Oczywiscie od razy usiadłam do kompa..............ups poprawka najpierw wziełam kolejna tabletke póżniej do kompa :) Czekałam na jakiś ludzi bo na moim gg były zaledwie kilka osób w tym Rysa, która ma zapalenie gardła (życze powrotu do zdrowia , mnie tez chyba bierze jakis katarek ) chwilke pogadałysmy o pewnym kimś podającym sie za Bartka z Rawicza (moze jest nim rzeczywiscie). Potem ludziki zaczęły sie schodzic ze szkoły i przyszedł także "kretyn :***" (o własnie sie pojawił na gg :D).
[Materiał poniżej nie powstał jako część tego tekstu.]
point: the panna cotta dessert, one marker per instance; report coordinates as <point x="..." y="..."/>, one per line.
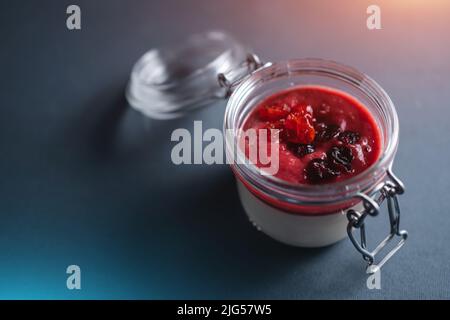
<point x="337" y="136"/>
<point x="333" y="131"/>
<point x="325" y="135"/>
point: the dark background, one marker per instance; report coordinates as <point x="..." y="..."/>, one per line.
<point x="86" y="180"/>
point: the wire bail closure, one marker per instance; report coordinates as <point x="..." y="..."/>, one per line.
<point x="388" y="190"/>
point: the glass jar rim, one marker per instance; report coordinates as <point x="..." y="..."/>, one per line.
<point x="314" y="194"/>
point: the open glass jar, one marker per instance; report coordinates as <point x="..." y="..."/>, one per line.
<point x="216" y="66"/>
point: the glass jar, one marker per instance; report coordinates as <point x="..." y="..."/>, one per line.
<point x="300" y="215"/>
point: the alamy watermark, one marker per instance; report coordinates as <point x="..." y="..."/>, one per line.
<point x="251" y="146"/>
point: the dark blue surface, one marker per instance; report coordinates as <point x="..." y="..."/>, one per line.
<point x="86" y="180"/>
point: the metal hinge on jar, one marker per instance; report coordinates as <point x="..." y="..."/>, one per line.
<point x="389" y="190"/>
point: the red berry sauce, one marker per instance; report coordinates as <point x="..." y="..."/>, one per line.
<point x="325" y="135"/>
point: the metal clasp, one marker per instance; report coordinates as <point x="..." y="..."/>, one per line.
<point x="234" y="78"/>
<point x="388" y="190"/>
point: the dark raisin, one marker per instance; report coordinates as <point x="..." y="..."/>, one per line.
<point x="349" y="137"/>
<point x="326" y="132"/>
<point x="341" y="155"/>
<point x="319" y="170"/>
<point x="300" y="150"/>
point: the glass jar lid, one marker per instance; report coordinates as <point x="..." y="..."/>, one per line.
<point x="168" y="82"/>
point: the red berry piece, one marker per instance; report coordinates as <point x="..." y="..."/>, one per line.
<point x="299" y="128"/>
<point x="326" y="132"/>
<point x="349" y="137"/>
<point x="319" y="171"/>
<point x="300" y="150"/>
<point x="274" y="112"/>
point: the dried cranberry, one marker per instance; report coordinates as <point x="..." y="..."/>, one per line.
<point x="319" y="170"/>
<point x="326" y="132"/>
<point x="341" y="155"/>
<point x="273" y="112"/>
<point x="349" y="137"/>
<point x="300" y="150"/>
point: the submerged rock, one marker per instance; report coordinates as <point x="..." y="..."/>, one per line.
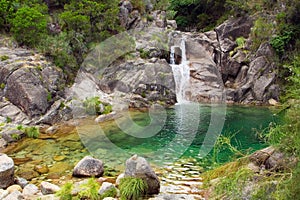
<point x="89" y="166"/>
<point x="6" y="171"/>
<point x="49" y="188"/>
<point x="138" y="167"/>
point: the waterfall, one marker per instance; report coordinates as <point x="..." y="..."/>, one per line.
<point x="181" y="72"/>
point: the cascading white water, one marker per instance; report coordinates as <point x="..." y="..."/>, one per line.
<point x="181" y="72"/>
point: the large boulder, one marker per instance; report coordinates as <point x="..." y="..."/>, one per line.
<point x="88" y="167"/>
<point x="138" y="167"/>
<point x="25" y="90"/>
<point x="49" y="188"/>
<point x="6" y="171"/>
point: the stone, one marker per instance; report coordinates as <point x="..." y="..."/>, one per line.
<point x="49" y="188"/>
<point x="21" y="182"/>
<point x="88" y="167"/>
<point x="13" y="188"/>
<point x="51" y="130"/>
<point x="119" y="179"/>
<point x="16" y="195"/>
<point x="25" y="90"/>
<point x="28" y="174"/>
<point x="6" y="171"/>
<point x="231" y="29"/>
<point x="3" y="143"/>
<point x="105" y="187"/>
<point x="41" y="169"/>
<point x="3" y="193"/>
<point x="138" y="167"/>
<point x="276" y="161"/>
<point x="30" y="190"/>
<point x="49" y="197"/>
<point x="259" y="157"/>
<point x="273" y="102"/>
<point x="59" y="158"/>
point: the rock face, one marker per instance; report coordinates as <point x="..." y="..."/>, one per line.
<point x="88" y="166"/>
<point x="220" y="69"/>
<point x="138" y="167"/>
<point x="29" y="83"/>
<point x="6" y="171"/>
<point x="49" y="188"/>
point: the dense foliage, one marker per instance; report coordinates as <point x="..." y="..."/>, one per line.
<point x="62" y="30"/>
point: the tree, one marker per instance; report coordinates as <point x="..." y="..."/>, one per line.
<point x="28" y="26"/>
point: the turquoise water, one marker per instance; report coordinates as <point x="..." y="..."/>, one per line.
<point x="189" y="131"/>
<point x="181" y="136"/>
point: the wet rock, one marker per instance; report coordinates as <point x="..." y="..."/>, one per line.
<point x="41" y="169"/>
<point x="16" y="195"/>
<point x="11" y="135"/>
<point x="30" y="190"/>
<point x="3" y="193"/>
<point x="232" y="29"/>
<point x="28" y="174"/>
<point x="119" y="179"/>
<point x="273" y="102"/>
<point x="3" y="143"/>
<point x="138" y="167"/>
<point x="13" y="188"/>
<point x="6" y="171"/>
<point x="276" y="161"/>
<point x="8" y="110"/>
<point x="21" y="182"/>
<point x="49" y="188"/>
<point x="31" y="96"/>
<point x="59" y="158"/>
<point x="51" y="130"/>
<point x="259" y="157"/>
<point x="105" y="187"/>
<point x="89" y="166"/>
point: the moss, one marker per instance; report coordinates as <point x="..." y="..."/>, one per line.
<point x="112" y="192"/>
<point x="65" y="192"/>
<point x="4" y="57"/>
<point x="132" y="188"/>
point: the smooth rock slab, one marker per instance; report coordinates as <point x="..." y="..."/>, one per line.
<point x="49" y="188"/>
<point x="88" y="167"/>
<point x="6" y="171"/>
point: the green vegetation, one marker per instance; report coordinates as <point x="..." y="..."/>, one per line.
<point x="93" y="106"/>
<point x="65" y="193"/>
<point x="4" y="57"/>
<point x="28" y="26"/>
<point x="132" y="188"/>
<point x="32" y="132"/>
<point x="2" y="86"/>
<point x="112" y="192"/>
<point x="89" y="190"/>
<point x="62" y="30"/>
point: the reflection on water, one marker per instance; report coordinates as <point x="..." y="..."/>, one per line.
<point x="185" y="129"/>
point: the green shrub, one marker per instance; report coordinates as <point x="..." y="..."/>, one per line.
<point x="132" y="188"/>
<point x="89" y="190"/>
<point x="58" y="47"/>
<point x="4" y="57"/>
<point x="2" y="86"/>
<point x="32" y="132"/>
<point x="112" y="192"/>
<point x="29" y="26"/>
<point x="65" y="193"/>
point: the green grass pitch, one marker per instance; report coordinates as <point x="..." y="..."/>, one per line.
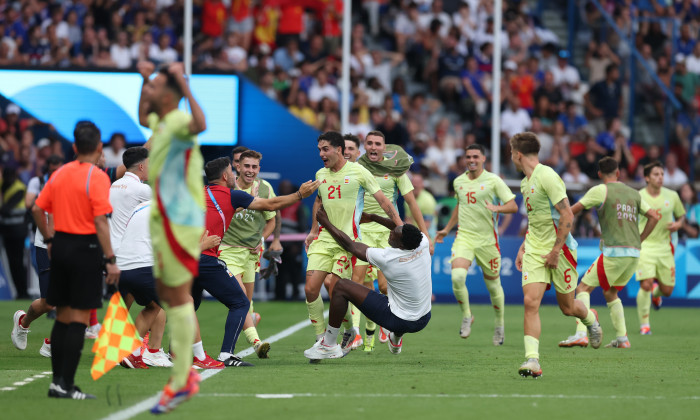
<point x="438" y="374"/>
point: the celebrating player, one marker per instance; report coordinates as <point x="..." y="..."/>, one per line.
<point x="656" y="270"/>
<point x="619" y="208"/>
<point x="342" y="189"/>
<point x="548" y="254"/>
<point x="481" y="196"/>
<point x="405" y="308"/>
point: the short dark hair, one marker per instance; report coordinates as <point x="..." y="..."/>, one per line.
<point x="526" y="143"/>
<point x="411" y="236"/>
<point x="251" y="154"/>
<point x="353" y="138"/>
<point x="478" y="147"/>
<point x="215" y="168"/>
<point x="334" y="138"/>
<point x="376" y="133"/>
<point x="170" y="81"/>
<point x="238" y="149"/>
<point x="650" y="166"/>
<point x="134" y="155"/>
<point x="607" y="165"/>
<point x="87" y="137"/>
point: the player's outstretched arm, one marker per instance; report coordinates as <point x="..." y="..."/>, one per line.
<point x="440" y="235"/>
<point x="358" y="249"/>
<point x="280" y="202"/>
<point x="653" y="218"/>
<point x="509" y="207"/>
<point x="146" y="69"/>
<point x="388" y="208"/>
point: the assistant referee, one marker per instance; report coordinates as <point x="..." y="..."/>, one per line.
<point x="77" y="195"/>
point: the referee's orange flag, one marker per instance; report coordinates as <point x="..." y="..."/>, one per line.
<point x="116" y="340"/>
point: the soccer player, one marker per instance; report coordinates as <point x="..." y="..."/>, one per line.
<point x="407" y="266"/>
<point x="619" y="208"/>
<point x="548" y="254"/>
<point x="388" y="165"/>
<point x="128" y="192"/>
<point x="78" y="197"/>
<point x="177" y="214"/>
<point x="22" y="320"/>
<point x="656" y="270"/>
<point x="242" y="243"/>
<point x="481" y="197"/>
<point x="342" y="189"/>
<point x="222" y="202"/>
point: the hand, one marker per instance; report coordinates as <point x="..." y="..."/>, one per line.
<point x="440" y="236"/>
<point x="519" y="260"/>
<point x="322" y="217"/>
<point x="491" y="207"/>
<point x="276" y="245"/>
<point x="674" y="226"/>
<point x="112" y="274"/>
<point x="145" y="68"/>
<point x="310" y="238"/>
<point x="551" y="260"/>
<point x="365" y="218"/>
<point x="308" y="188"/>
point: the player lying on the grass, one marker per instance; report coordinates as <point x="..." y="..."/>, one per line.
<point x="619" y="207"/>
<point x="407" y="267"/>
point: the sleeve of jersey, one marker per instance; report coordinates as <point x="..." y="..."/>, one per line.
<point x="553" y="186"/>
<point x="594" y="197"/>
<point x="367" y="181"/>
<point x="270" y="214"/>
<point x="375" y="256"/>
<point x="503" y="192"/>
<point x="99" y="194"/>
<point x="241" y="199"/>
<point x="44" y="201"/>
<point x="404" y="184"/>
<point x="678" y="209"/>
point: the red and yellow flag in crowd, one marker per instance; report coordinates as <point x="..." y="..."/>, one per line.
<point x="116" y="340"/>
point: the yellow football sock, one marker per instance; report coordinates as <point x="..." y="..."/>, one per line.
<point x="459" y="287"/>
<point x="316" y="315"/>
<point x="251" y="335"/>
<point x="643" y="306"/>
<point x="181" y="320"/>
<point x="355" y="315"/>
<point x="617" y="315"/>
<point x="532" y="347"/>
<point x="497" y="298"/>
<point x="585" y="298"/>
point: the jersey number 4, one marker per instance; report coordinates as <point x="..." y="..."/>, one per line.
<point x="332" y="189"/>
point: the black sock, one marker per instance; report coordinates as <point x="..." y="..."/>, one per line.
<point x="58" y="338"/>
<point x="73" y="348"/>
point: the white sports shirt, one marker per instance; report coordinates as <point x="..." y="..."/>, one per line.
<point x="124" y="195"/>
<point x="408" y="275"/>
<point x="136" y="250"/>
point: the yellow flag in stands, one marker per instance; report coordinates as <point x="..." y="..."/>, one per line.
<point x="116" y="340"/>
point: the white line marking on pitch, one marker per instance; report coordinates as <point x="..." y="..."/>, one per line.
<point x="146" y="404"/>
<point x="459" y="396"/>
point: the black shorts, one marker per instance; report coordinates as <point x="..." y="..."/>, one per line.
<point x="376" y="307"/>
<point x="43" y="265"/>
<point x="76" y="272"/>
<point x="140" y="283"/>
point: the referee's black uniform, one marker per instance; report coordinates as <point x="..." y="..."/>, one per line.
<point x="77" y="195"/>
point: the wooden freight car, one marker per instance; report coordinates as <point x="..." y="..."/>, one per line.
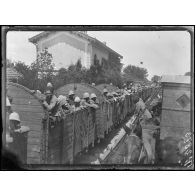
<point x="175" y="121"/>
<point x="79" y="89"/>
<point x="110" y="88"/>
<point x="31" y="113"/>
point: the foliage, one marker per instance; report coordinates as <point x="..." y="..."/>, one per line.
<point x="187" y="74"/>
<point x="134" y="73"/>
<point x="155" y="78"/>
<point x="40" y="72"/>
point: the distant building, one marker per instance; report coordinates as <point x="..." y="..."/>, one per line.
<point x="12" y="74"/>
<point x="74" y="45"/>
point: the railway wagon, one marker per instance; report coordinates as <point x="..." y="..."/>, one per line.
<point x="175" y="121"/>
<point x="30" y="148"/>
<point x="46" y="144"/>
<point x="79" y="89"/>
<point x="78" y="130"/>
<point x="110" y="88"/>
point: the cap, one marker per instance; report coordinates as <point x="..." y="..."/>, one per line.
<point x="7" y="102"/>
<point x="48" y="92"/>
<point x="147" y="114"/>
<point x="38" y="91"/>
<point x="114" y="93"/>
<point x="49" y="85"/>
<point x="109" y="95"/>
<point x="93" y="95"/>
<point x="14" y="116"/>
<point x="77" y="99"/>
<point x="71" y="92"/>
<point x="86" y="95"/>
<point x="61" y="98"/>
<point x="105" y="90"/>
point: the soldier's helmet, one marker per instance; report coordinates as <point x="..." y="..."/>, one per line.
<point x="93" y="95"/>
<point x="86" y="95"/>
<point x="77" y="99"/>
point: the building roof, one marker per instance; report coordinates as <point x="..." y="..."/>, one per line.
<point x="12" y="73"/>
<point x="85" y="36"/>
<point x="175" y="79"/>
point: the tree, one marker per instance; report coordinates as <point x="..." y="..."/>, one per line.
<point x="134" y="73"/>
<point x="28" y="76"/>
<point x="43" y="69"/>
<point x="187" y="74"/>
<point x="155" y="78"/>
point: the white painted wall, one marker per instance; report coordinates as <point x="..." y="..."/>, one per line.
<point x="99" y="53"/>
<point x="64" y="55"/>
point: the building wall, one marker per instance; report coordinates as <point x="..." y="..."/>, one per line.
<point x="100" y="53"/>
<point x="66" y="49"/>
<point x="64" y="55"/>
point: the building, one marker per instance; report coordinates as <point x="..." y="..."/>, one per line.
<point x="12" y="74"/>
<point x="74" y="45"/>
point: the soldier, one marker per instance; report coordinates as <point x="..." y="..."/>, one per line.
<point x="105" y="92"/>
<point x="50" y="103"/>
<point x="71" y="97"/>
<point x="93" y="101"/>
<point x="64" y="107"/>
<point x="115" y="96"/>
<point x="148" y="130"/>
<point x="6" y="132"/>
<point x="110" y="97"/>
<point x="86" y="100"/>
<point x="77" y="105"/>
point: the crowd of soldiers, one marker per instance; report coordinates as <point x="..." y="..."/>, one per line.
<point x="59" y="106"/>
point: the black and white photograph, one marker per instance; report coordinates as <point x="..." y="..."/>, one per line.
<point x="97" y="98"/>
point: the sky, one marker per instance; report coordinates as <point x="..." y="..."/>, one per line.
<point x="162" y="52"/>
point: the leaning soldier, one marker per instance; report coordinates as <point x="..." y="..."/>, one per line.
<point x="77" y="104"/>
<point x="105" y="92"/>
<point x="51" y="105"/>
<point x="86" y="100"/>
<point x="63" y="107"/>
<point x="93" y="101"/>
<point x="6" y="133"/>
<point x="71" y="97"/>
<point x="50" y="102"/>
<point x="110" y="97"/>
<point x="148" y="130"/>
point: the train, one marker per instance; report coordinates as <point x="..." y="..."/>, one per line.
<point x="61" y="143"/>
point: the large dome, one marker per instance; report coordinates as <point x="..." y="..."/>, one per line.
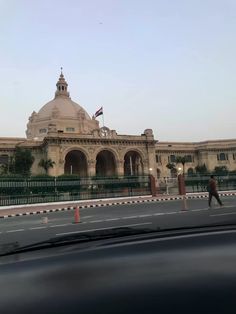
<point x="64" y="107"/>
<point x="60" y="115"/>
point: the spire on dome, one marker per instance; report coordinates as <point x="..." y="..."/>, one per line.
<point x="62" y="86"/>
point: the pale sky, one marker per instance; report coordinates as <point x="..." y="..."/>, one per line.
<point x="168" y="65"/>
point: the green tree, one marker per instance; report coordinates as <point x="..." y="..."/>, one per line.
<point x="22" y="161"/>
<point x="46" y="164"/>
<point x="170" y="166"/>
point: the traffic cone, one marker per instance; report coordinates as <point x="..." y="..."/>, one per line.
<point x="77" y="215"/>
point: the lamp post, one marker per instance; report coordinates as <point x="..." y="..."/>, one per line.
<point x="181" y="186"/>
<point x="152" y="183"/>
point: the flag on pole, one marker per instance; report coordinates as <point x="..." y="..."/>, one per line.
<point x="98" y="112"/>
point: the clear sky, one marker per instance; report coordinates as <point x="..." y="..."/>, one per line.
<point x="169" y="65"/>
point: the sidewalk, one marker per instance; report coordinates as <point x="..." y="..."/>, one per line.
<point x="32" y="209"/>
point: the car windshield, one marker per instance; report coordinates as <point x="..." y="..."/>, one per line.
<point x="117" y="118"/>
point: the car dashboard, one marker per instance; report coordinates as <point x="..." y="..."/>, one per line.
<point x="173" y="273"/>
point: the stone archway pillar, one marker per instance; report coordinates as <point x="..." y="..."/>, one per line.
<point x="120" y="168"/>
<point x="91" y="168"/>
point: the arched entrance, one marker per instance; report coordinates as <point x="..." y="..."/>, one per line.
<point x="76" y="163"/>
<point x="190" y="172"/>
<point x="105" y="164"/>
<point x="158" y="173"/>
<point x="133" y="164"/>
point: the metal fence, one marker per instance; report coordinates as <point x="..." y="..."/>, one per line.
<point x="199" y="184"/>
<point x="195" y="184"/>
<point x="16" y="191"/>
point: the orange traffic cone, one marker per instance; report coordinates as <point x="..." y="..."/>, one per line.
<point x="77" y="215"/>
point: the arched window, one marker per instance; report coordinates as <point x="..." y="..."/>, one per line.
<point x="190" y="172"/>
<point x="222" y="156"/>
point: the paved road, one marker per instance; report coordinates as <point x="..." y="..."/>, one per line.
<point x="168" y="214"/>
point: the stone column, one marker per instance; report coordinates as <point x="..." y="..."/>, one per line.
<point x="91" y="168"/>
<point x="120" y="167"/>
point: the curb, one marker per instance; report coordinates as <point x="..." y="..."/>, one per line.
<point x="113" y="204"/>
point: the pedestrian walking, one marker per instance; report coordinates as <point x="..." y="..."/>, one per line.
<point x="213" y="191"/>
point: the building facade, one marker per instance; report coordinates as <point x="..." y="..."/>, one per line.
<point x="63" y="132"/>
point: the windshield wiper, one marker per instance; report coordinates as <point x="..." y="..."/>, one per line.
<point x="79" y="237"/>
<point x="112" y="233"/>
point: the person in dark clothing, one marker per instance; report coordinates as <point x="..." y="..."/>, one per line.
<point x="213" y="191"/>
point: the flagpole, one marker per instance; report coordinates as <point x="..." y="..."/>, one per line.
<point x="102" y="117"/>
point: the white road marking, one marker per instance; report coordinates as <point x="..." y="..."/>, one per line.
<point x="90" y="230"/>
<point x="224" y="214"/>
<point x="37" y="228"/>
<point x="62" y="225"/>
<point x="17" y="230"/>
<point x="112" y="219"/>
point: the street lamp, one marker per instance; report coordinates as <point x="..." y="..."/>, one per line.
<point x="179" y="170"/>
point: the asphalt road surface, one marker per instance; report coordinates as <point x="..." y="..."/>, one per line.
<point x="168" y="214"/>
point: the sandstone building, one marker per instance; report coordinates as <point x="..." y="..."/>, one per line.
<point x="65" y="133"/>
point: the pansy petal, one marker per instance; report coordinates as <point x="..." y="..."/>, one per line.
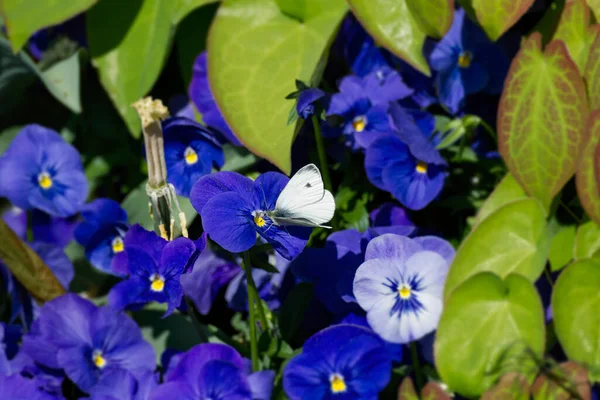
<point x="228" y="221"/>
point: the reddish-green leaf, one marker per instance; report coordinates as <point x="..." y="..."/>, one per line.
<point x="587" y="184"/>
<point x="574" y="29"/>
<point x="496" y="16"/>
<point x="542" y="117"/>
<point x="27" y="266"/>
<point x="433" y="16"/>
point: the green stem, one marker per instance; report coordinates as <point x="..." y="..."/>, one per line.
<point x="251" y="313"/>
<point x="417" y="366"/>
<point x="321" y="151"/>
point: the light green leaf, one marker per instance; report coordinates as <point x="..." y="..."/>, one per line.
<point x="562" y="246"/>
<point x="513" y="239"/>
<point x="507" y="191"/>
<point x="587" y="241"/>
<point x="255" y="54"/>
<point x="575" y="305"/>
<point x="23" y="18"/>
<point x="393" y="26"/>
<point x="489" y="327"/>
<point x="130" y="55"/>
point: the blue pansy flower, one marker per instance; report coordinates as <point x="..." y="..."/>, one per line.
<point x="154" y="266"/>
<point x="234" y="209"/>
<point x="119" y="384"/>
<point x="216" y="372"/>
<point x="343" y="361"/>
<point x="406" y="164"/>
<point x="400" y="285"/>
<point x="85" y="341"/>
<point x="191" y="151"/>
<point x="307" y="101"/>
<point x="466" y="62"/>
<point x="102" y="232"/>
<point x="210" y="273"/>
<point x="363" y="105"/>
<point x="202" y="97"/>
<point x="40" y="170"/>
Powiedział ze mam do niego przyjsc dzis i gdzies wyjdziemy razem , ja oczywiscie bez bazy zaczełam sie wypytywac ale nic mi ham największy nie powiedział ;) Poszłam do niego o 18.00 :) po drodze dowiedziałam sie ze dzis jest mecz na nowej sali i juz wiedziałam o co mu chodzi ( z tego wzgledu ze on tez gra w pogoni :) Kaczorku tylko nie myśl ze to Żur !! nie on ) Zdążyłam pogadac sobie z jego mamą dała mi kilka rad co do nauki :) thx :) I poszlismy na mecz :) On gdzies musiał jeszcze skoczyc wiec ja zostałam na sali z jego torbą i strojem. Szukając wolnego miejsca wypatrzyałam wsród tłumu KaFFke i NaFFke :) usiadłam koło nich :) Póżniej Paweł yyy tzn. Kretyn :* przyszedł po torbe bo musiał isc sie przebrac ( czika nie mogła sie doczekac zeby go oblookac czy jest ładniutki) I stwierdziała ze tak !! Pózniej grał a ja sie wiernie przyglądałam .Oczywiscie pogoń wygrała !!!! 5:1 !! Moje chłopaki :* hehehh...........bardzo dobrze grali to mi sie podobało :)


buahaha : :
sty 06 2004 Kolejna Notka Z Cyklu :
Komentarze: 5

    Nie no ja to chyba jakimś filozofem zostane =] Normalnie siedze i myśle o tych notkach :) I dziś  nie byłam na ostatnich 3 lekcjach, byłam w domku przed kompem to myśłam własnie ( o dziwo mi sie udało) :)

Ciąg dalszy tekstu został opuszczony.